Echocardiography and myocardial ultrastructure observation

Transthoracic echocardiography was performed and analyzed with a Vevo 770 highresolution imaging system equipped with a 30-MHz transducer (RMV-707B; VisualSonics) in a blinded manner as described previously[2, 18]. For transmission electron microscope analysis, samples of mice left ventricle tissues were immediately cut into small pieces and immersed in 2.5% glutaraldehyde as described previously[3]. The myocardial ultrastructure of mice was observed on a HITACHI-600 electron microscope (Hitachi, Japan).

RNA extraction and real-time PCR gene array

The cardiac mRNA expression of PPARs and fibrosis-related genes in WT and ACE2KO mice were examined using the real-time PCR gene array (The RT2 Profiler™ PCR Array Mouse;http://www.sabiosciences.com/rt_pcr_product/HTML/PAMM-038Z.html).

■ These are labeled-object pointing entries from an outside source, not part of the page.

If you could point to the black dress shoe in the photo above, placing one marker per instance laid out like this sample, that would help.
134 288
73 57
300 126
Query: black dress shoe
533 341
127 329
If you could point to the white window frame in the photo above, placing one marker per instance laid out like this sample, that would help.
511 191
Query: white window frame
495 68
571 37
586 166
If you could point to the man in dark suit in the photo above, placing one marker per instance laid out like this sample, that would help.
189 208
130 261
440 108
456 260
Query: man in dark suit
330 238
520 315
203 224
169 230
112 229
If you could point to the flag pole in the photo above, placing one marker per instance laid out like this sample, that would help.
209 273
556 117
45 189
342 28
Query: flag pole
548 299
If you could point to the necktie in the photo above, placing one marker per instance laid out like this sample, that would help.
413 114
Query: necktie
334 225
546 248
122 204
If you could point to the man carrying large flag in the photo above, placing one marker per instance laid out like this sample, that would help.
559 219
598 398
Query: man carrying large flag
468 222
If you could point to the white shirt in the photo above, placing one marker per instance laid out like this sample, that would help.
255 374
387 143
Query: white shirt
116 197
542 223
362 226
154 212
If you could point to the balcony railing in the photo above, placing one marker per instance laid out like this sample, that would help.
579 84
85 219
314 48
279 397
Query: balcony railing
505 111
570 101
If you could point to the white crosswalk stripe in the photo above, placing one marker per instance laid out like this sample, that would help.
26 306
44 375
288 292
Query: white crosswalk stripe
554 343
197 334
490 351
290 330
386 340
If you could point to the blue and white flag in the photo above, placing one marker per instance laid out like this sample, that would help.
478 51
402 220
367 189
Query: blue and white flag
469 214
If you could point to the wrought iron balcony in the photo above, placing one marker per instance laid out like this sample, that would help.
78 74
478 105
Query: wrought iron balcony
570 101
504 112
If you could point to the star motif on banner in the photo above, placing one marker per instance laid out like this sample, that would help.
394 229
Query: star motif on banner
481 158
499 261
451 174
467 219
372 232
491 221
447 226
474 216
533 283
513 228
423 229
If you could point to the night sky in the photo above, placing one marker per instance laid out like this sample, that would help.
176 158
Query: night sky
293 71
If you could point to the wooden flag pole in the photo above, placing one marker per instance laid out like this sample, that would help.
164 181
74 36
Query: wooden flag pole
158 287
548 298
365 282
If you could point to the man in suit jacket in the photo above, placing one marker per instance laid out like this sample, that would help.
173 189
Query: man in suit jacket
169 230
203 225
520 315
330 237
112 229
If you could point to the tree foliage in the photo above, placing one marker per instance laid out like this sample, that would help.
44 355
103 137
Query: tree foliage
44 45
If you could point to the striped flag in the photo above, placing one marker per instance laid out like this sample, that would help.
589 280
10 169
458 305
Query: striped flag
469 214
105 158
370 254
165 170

The total RNA was extracted from flash-frozen heart tissue using TRIzol extraction protocol (Invitrogen, CA) and purified using a RNeasy® MinElute™ Cleanup Kit (Qiagen, Valencia, CA). Subsequently, total RNA was reverse transcribed using the SuperScript III Reverse Transcriptase (Invitrogen, CA) and complementary DNA was amplified by PCR using the 2X SuperArray PCR Master Mix (SuperArray Bioscience, Frederick, MD). The Real-time PCR Gene Array was then performed on each sample using The PAMM-038Z RT2 Profiler™ PCR Array, according to the Manufacturer’s instructions. Data were analyzed using the ∆∆Ct method and expressed as fold changes of the upregulation or downregulation.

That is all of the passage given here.